You soon learn that this person is anything but Kind, Understanding, and Sympathetic.
Sociopaths are charismatic people. They are great performers. Their entire life is based on lies, deceit, hurt, deception, malicious thoughts actions. They are bullies. They have usually been bullies their entire lives. They have spent their entire existence making someone's life miserable everywhere they go. They go from Victim, to Victim doing this. Once they have drained one victim, and that person has nothing else to give to the sociopath, they toss them out like trash and move on quickly to their next victim. The sociopaths family knows them all to well. It is the family of the sociopath who has really experienced the bullying and torment of this soulless individual and has felt the intimidation for the longest at the hands of their own flesh and blood. Life for anyone who lives and knows and still communicates with the sociopath is nothing more than a pure living hell.
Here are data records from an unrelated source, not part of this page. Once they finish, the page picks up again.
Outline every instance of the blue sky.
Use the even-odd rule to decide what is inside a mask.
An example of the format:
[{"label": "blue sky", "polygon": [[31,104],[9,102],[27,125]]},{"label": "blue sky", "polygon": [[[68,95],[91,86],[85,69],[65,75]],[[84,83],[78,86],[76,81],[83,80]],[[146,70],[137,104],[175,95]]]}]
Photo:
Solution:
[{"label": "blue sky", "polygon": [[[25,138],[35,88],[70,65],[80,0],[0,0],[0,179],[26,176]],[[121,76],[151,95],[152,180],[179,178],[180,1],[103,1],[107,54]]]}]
Unfortunately they have their entire family so afraid of their “wrath” that the sociopaths family will lie for them, and defend them, because if they do not, the sociopath will turn their attention on one of them. And after years of suffering, the family feels defeated and afraid.
When you are the target of a sociopath, the sociopath will do unthinkable things to you. Sociopaths are hard wired in their brain to deceive, hurt, manipulate, control, deny and blame.
Normal people are not hard wired in this way. Unfortunately though, I have seen many victims of sociopaths that have been so traumatized by the mental abuse and emotional torment of a sociopath, they soon themselves have become more capable of manipulation, blaming others, playing the victim, and using passive aggressive behaviors. Unfortunately this is the only way the victim feels they can survive the mind games and abuse that the sociopath has continuously
inflicted upon them.
Even after the relationship is over with the sociopath, the victim is emotionally beat down, numb, insecure, and guarded. This is a normal response to being emotionally abused and betrayed by someone whom you felt loved you.
This is a normal reaction to any kind of emotional abuse. The victim must realize that this is NOT THEIR FAULT. But they also must realize that they cannot continue to allow the sociopath to be any part of their life. It's easy to lose yourself when you have been traumatized by a vindictive, hateful, greedy sociopath.
I once heard that the best way to find youself, is to lose yourself first. So yes, even though you have been through hell. There really is light at the end of the tunnel. The light seen may mean you had to endure pain, hurt and betrayal. But if you accept that life is what it is, and we all have problems and misfortunes (some worse than others) You will be ok! Don't allow the sociopath the pleasure to ruin the rest of your life. Because once you get rid of the sociopath — LIFE CAN BEGIN, again...
After years of knowing a sociopath. Rather the sociopath is a lover, spouse, family member or friend.
You are traumatized. You have been through the worst with one of the worst of all people. One that is unable to feel any remorse or guilt for the pain they cause. Victims may not always look traumatized, or at least look as one would imagine that a victim should look. But in fact victims usually must transform themselves into someone who they are not, because of the shame and guilt they feel.
SHAME AND GUILT... The sociopaths favorite way to break down their victims.